What it Takes to Meet the Press

Melissa Holzberg at Meet the Press
February 05, 2018

By Melissa Holzberg, PCM ‘18

I had the opportunity to intern at NBC’s “Meet the Press” (MTP) this fall and was given the rare opportunity to continue my internship at MTP for the duration of my senior year.

Now that I’ve spent five months working the early morning Sunday shift and the Saturday scramble to put together the show, I know what it will take over the next few months at an internship and company I’ve fallen in love with.

“Meet the Press” is the longest-running television show in history. The show began in 1947 with Martha Rountree as its moderator. As the first Sunday morning public affairs show, “Meet the Press” became known as “America’s Press Conference of the Air.” For each half-hour show, Martha Rountree invited politicians to answer questions from journalists similar to modern press briefings held by government officials.

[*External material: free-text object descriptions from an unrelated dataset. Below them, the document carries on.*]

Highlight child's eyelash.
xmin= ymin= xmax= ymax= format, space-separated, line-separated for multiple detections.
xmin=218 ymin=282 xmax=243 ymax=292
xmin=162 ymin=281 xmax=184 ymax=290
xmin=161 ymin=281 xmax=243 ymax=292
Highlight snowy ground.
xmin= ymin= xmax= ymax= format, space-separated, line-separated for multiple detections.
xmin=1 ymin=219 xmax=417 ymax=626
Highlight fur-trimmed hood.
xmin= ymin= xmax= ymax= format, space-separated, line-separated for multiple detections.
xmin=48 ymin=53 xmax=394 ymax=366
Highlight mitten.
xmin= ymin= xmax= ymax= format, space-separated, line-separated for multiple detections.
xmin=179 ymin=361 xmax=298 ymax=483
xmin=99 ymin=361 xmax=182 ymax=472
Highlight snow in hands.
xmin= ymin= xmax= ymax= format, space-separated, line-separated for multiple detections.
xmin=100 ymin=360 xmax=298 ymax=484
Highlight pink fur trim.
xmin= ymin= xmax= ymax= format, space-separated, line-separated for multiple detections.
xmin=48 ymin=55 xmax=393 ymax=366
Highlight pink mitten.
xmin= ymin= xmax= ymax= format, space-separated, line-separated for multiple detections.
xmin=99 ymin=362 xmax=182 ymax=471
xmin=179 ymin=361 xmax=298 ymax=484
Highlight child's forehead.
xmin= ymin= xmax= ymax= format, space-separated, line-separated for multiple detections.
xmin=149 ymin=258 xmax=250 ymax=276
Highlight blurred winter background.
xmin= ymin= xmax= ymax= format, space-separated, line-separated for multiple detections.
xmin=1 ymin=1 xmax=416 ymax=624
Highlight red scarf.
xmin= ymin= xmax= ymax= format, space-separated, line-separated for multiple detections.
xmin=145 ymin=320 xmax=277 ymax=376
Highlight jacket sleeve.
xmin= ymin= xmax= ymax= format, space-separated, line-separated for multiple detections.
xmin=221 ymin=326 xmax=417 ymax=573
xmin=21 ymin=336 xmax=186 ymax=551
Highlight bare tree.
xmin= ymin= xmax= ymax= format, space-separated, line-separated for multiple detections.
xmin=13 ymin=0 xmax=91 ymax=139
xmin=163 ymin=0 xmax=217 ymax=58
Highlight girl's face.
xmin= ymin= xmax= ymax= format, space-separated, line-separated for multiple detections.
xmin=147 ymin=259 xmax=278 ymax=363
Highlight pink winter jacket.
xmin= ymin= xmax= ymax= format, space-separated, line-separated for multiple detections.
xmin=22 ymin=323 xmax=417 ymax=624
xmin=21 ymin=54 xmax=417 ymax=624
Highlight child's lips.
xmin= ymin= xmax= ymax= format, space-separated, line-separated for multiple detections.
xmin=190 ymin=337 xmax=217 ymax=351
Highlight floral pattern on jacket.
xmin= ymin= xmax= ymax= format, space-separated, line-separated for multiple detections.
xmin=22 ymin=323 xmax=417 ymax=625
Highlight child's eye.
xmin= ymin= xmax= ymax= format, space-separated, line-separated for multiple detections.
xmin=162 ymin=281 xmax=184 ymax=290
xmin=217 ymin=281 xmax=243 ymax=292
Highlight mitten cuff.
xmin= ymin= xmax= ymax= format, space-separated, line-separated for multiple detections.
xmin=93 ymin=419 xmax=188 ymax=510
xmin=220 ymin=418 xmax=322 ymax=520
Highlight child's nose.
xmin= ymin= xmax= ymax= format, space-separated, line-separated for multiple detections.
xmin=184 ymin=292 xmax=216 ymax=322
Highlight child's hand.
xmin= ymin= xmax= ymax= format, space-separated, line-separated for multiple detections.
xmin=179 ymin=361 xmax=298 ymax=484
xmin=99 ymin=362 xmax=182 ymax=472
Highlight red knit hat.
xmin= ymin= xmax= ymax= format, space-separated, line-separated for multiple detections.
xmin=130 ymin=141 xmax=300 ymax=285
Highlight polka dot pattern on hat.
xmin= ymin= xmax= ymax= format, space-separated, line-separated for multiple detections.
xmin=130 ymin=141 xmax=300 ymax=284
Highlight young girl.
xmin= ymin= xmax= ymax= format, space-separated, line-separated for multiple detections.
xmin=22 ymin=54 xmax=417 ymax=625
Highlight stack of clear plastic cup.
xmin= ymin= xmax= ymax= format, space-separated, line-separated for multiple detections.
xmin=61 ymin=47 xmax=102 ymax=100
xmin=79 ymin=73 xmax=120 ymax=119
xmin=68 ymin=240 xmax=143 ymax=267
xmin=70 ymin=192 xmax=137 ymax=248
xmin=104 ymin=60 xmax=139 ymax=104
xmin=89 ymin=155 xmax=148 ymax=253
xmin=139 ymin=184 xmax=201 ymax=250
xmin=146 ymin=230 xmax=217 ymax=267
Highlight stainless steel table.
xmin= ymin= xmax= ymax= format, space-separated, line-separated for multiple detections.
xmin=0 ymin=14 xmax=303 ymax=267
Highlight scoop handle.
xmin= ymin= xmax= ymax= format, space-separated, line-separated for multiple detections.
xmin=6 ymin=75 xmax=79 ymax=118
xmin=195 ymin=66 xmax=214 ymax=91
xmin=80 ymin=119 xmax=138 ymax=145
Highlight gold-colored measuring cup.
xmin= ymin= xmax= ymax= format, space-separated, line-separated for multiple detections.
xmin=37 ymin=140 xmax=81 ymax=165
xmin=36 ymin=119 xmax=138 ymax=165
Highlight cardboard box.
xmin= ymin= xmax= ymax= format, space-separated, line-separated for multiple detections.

Quickly, the show gained traction and was moderated by Bill Monroe, Roger Mudd, Marvin Kalb, Chris Wallace, Garrick Utley and Tim Russert. Under Russert’s directions, “Meet the Press” was extended to an hour-long program and expanded to include panel discussions. Today’s format with moderator Chuck Todd continues this vision.

Behind the cameras in the Meet the Press studio

A team of producers, researchers and writers work behind the scenes of “Meet the Press” endlessly scrubbing through transcripts, video clips and newspapers to find the right sound bites and quotes to use for the show.

Our goal is to push the conversation forward, and hold leaders accountable while putting together a clean show. At first, it was overwhelming, but I feel lucky to work with some of the most hands-on mentors I’ve ever had.

Each week, interns are put in charge of research projects, social media posts and wrangling guests early on Sunday morning.

Before working at MTP, my experience in broadcast journalism was limited. I hadn’t edited video since taking my Introduction to Digital Media class sophomore year. But, thankfully, those skills came back like riding a bike and my experience with MTP made me a more confident editor.

My SMPA classes like Digital Media, Research Methods and Political Speech Writing made me more aware of how politicians answer questions, how to fact check stories and how to put together the perfect digital package.

My SMPA education and experience at MTP taught me that behind the cameras, television news is just like any other news story. Journalists are striving to find the truth and hold our leaders accountable — with just a bit more makeup on set.